20120824 Update:
Update binary and source codeAdd background sound fade-out while zqSpeak TTS is speaking.
Please refer to Default Ducking Experience for detail.
This fade-out effect only works in Windows 7 (and above?).
使用AutoIt寫的
選取文字後按Ctrl-F12即可發音 TTS (Text-to-Speech, 文字轉語音)
會自動判斷日文或英文選擇不同聲音
聲音資料庫使用NeoSpeech Julie (英文), Misaki (日文)
You should install NeoSpeech Julie, Misaki before this script being to work.
You could ask google where to download them.
zqSpeak.exe - precompiled executable
Download zqSpeak.exe
Modify the script yourself to suit your own need...
Here is the video
Here is the code
#cs ----------------------------------------------------------------------------
AutoIt Version: 3.3.6.1
Author: zaqimon
Use 32-bit only.
[20120824]
Add "Default Ducking Experience", background sound fade out while zqSpeak TTS is speaking.
[20120325]
Select the text then press Hotkey (Ctrl-F12) for TTS
Hotkeys:
Ctrl-F12: Speak/Pause/Resume
Ctrl-Alt-F12: Stop
Text-to-Speech (TTS) using Miscrosoft Speech API (SAPI) with NeoSpeech VW Julie (English) and VW Misaki (Japanese).
Auto detect language - English and Japanese - and select correct TTS speaker accordingly.
You may google NeoSpeech database and install it first by yourself.
#ce ----------------------------------------------------------------------------
#Include
#Include
#Include
#Include
#Include
_Singleton("zaqimon_TTS_MS_SAPI") ; allow only 1 instance
; leave only [Exit] tray menu, remove default menu
Opt( "TrayAutoPause", 0 )
Opt( "TrayMenuMode", 1 )
Opt( "TrayOnEventMode", 1 )
Opt( "GUIOnEventMode", 1 )
;TraySetIcon("Shell32.dll",246) ; change default icon in AutoIt compiler will also change tray icon
Global $WaveBuffer1, $WaveBuffer2
Global $WAVEHDR1, $WAVEHDR2, $RegisterProc, $WaveInHandle, $WavehdrSize, $Recording
Global $DllWinmm, $HWMain
Const $MAIN_TITLE = "zqSpeak dummy window"

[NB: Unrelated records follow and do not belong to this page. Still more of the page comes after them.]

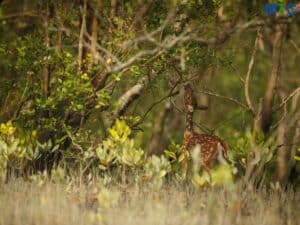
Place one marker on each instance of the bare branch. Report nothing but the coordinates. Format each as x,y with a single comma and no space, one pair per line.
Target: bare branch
250,68
296,91
225,97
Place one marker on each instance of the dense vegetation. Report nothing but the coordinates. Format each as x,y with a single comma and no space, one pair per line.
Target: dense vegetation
92,94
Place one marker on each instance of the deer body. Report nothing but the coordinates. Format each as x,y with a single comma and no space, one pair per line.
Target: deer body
212,148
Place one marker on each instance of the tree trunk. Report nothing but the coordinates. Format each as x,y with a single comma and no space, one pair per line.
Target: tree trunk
266,120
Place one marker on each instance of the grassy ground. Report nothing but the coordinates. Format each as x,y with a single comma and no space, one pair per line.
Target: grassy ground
23,202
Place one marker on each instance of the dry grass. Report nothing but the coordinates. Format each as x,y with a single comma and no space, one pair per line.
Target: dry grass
29,203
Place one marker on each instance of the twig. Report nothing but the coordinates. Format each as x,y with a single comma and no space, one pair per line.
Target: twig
225,97
287,99
250,68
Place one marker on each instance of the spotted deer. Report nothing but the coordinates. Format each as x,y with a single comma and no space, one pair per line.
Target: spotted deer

Const $MM_WIM_OPEN = 0x3BE
Const $MM_WIM_CLOSE = 0x3BF
Const $MM_WIM_DATA = 0x3C0
Const $SVSFlagsAsync = 1
Const $SVSFPurgeBeforeSpeak = 2
Const $SAFT48kHz16BitMono = 38
Const $SVEPhoneme = 64
; $oSpeech.Status.RunningState could be 0, it seems this is PAUSE state
Const $SRSEDone = 1
Const $SRSEIsSpeaking = 2
; dummy window for receiving WAVEIN messages
$HWMain = GUICreate($MAIN_TITLE)
GUIRegisterMsg($MM_WIM_OPEN, "MY_WM_WIM")
GUIRegisterMsg($MM_WIM_CLOSE, "MY_WM_WIM")
GUIRegisterMsg($MM_WIM_DATA, "MY_WM_WIM")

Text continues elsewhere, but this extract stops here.